Never Worked with a Travel Agent?
A lot of times when people call us they’ll say “I’ve never worked with a travel agent before…” Wondering what it’s like, and if it’s right for you? Here are some comments some of our newest clients made recently:
“I started trying to find a place for my family and I to go to this summer, and I spent hours searching and searching. I became overwhelmed and then thought about how you really can’t believe everything you see on the internet these days anyway. The last thing I want to do is spend thousands of dollars and pick a terrible place.”
“I was going to spend some time researching my trip to Spain, but my husband and I both own businesses and don’t have time. When I realized you would take care of everything for me, that was a huge weight off my shoulders.”
“My friend told me that it would cost me more to book through a travel agent. I’m glad I didn’t listen to her because I’m saving $200 over what it’s costing her to go on the same trip. Now she’s sorry she didn’t book with you.”
“My friends booked through [an online discounter] and needed to ask some questions about the travel restrictions in the ports we’re visiting on our cruise. They’ve tried to call customer service several times and, after waiting for more than an hour for someone to answer each time, they gave up and try to search on the internet. I told them all I had to do was email you, and I had the answers almost immediately. They’ll be calling you for their next trip.”
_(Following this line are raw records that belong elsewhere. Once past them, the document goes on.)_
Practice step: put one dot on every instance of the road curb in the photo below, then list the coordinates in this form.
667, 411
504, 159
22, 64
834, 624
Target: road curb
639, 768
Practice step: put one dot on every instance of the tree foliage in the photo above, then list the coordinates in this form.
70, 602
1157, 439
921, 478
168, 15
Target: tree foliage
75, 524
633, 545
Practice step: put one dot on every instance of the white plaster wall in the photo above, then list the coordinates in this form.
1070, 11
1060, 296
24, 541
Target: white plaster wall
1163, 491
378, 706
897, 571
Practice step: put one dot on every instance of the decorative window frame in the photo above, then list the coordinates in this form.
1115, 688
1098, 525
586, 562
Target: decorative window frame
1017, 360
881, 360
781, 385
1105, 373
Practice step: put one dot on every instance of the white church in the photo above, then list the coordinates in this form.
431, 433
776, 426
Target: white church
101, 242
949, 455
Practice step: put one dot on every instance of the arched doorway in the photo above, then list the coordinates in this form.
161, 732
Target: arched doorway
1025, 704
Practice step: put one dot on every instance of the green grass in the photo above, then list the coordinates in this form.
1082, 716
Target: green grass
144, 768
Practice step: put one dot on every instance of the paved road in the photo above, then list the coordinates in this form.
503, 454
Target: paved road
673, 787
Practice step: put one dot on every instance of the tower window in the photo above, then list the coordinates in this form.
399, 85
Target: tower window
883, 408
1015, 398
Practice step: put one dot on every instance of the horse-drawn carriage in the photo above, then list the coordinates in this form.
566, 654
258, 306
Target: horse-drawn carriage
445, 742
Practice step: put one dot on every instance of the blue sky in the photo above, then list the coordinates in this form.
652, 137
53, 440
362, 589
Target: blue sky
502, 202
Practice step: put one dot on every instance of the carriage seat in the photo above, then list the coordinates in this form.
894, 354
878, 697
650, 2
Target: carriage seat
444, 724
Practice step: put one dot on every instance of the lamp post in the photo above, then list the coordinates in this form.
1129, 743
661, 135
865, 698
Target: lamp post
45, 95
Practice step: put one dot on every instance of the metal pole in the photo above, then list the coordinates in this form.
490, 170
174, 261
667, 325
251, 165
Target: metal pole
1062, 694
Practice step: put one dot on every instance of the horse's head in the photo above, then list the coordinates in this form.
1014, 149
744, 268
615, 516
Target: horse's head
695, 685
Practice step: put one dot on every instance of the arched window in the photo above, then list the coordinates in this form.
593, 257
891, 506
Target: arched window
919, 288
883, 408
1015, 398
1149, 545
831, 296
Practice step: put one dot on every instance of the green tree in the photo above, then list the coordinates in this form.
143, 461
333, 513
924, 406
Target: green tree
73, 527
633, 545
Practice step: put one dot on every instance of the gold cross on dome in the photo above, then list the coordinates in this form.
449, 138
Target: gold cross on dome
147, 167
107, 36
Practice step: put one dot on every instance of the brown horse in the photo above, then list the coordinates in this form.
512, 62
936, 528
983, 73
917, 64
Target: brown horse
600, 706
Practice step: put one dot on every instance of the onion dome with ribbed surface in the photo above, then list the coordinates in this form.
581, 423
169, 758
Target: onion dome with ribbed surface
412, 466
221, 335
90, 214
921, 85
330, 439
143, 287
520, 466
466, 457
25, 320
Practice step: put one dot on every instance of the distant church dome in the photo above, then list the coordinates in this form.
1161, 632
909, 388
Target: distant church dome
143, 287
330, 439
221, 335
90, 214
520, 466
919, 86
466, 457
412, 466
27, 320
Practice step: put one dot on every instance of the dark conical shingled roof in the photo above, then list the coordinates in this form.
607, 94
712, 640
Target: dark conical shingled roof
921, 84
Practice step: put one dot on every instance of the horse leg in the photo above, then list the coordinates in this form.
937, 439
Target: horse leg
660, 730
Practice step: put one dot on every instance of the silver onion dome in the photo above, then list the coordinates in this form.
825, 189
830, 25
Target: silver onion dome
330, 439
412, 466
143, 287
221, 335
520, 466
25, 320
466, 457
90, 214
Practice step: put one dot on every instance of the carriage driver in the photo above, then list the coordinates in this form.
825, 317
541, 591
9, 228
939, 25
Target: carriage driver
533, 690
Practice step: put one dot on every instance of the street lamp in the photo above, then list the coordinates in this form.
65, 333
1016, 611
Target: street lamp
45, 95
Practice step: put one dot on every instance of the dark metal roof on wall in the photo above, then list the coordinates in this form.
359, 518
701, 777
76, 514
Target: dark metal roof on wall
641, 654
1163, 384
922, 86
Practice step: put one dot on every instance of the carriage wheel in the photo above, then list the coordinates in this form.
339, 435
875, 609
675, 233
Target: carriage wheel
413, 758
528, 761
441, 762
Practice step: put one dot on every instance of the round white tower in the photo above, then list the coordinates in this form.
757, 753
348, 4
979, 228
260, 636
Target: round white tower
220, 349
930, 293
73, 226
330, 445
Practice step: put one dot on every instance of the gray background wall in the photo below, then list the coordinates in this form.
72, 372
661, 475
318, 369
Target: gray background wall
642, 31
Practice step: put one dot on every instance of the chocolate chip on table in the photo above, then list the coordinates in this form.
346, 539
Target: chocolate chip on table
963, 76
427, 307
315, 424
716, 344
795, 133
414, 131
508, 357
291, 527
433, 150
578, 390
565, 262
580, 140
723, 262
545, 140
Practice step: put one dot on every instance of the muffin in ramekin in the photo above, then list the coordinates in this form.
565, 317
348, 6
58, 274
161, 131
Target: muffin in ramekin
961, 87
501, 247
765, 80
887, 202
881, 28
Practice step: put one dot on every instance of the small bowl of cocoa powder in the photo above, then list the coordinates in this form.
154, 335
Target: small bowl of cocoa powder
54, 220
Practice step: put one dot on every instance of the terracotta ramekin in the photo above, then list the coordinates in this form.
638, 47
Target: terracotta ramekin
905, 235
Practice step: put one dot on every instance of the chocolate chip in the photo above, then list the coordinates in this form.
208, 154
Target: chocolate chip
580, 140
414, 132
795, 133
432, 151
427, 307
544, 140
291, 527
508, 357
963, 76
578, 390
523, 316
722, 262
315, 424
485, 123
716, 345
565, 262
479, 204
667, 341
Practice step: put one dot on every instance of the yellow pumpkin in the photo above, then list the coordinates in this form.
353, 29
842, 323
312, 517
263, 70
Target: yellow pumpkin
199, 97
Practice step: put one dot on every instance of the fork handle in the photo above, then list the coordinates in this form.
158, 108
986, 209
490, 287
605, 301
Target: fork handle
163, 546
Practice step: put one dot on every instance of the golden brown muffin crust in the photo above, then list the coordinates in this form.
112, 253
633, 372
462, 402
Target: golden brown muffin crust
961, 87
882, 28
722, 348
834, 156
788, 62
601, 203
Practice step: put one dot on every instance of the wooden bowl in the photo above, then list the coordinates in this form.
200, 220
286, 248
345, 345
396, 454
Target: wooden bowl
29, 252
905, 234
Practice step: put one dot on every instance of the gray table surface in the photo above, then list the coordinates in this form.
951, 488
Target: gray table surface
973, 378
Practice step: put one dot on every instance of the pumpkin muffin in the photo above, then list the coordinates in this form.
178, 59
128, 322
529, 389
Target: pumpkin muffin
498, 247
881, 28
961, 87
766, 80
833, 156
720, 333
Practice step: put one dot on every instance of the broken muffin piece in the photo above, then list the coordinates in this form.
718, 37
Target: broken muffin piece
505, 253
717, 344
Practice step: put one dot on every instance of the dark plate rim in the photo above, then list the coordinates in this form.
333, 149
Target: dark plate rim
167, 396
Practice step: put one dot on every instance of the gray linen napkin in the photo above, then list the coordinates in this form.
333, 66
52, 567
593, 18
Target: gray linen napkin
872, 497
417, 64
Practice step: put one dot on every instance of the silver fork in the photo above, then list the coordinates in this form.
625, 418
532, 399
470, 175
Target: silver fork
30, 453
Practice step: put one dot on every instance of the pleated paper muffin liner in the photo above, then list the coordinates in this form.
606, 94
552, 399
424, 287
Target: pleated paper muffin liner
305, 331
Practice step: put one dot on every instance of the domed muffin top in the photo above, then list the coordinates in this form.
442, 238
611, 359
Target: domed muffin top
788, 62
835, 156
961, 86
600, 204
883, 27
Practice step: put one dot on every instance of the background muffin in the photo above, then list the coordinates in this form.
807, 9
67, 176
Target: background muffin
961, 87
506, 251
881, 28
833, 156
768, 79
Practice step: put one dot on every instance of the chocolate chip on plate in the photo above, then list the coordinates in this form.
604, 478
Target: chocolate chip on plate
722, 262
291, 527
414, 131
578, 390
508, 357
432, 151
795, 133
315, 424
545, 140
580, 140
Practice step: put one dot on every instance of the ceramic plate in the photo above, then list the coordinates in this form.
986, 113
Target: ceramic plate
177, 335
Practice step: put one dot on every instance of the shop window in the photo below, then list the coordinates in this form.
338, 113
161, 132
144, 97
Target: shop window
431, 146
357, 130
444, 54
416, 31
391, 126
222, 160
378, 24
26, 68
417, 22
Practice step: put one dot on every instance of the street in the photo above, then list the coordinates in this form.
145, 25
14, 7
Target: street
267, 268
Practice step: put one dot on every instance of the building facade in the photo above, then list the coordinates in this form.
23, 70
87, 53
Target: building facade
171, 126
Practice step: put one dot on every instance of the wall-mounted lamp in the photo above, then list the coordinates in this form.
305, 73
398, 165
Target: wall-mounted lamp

Is there a time when working with a travel agent wouldn’t make sense? Here are a few scenarios that are better to handle our your own:
- Air only. If your air isn’t part of a package that includes other travel components (3+ nights hotels or a car rental of at least 5 nights), you are much better off booking direct through the airlines. However, you are likely to save quite a bit on air if you allow your agent to package it with the rest of your travel.
- Price shopping. If you don’t have any intention of working with a travel agent and are only calling to make sure the price you found online is a good one, just book online. Travel agents aren’t the same as online booking tools, so it’s not a fair comparison. And that leads to the next point…
- Research. Travel agents don’t get paid until you travel. If they spend a lot of time researching a trip for you, and you use their work so that you can book on your own, the agent just worked for free. This is why many agents have started charging planning fees. That’s like expecting an attorney to draw up a will and not wanting to pay them for it. Or asking a mechanic to diagnose what’s wrong with your car and telling you exactly how to fix it, and then taking your car and leaving.
Travel agents are valuable assets during the planning and travel phases of your trip. If you’re not familiar with an area, why not rely on someone who has the knowledge, experience and expansive network to help you not have to make your “best guess”? Typically all goes well during a trip, but agents are also an added insurance policy should you need assistance during travel as well.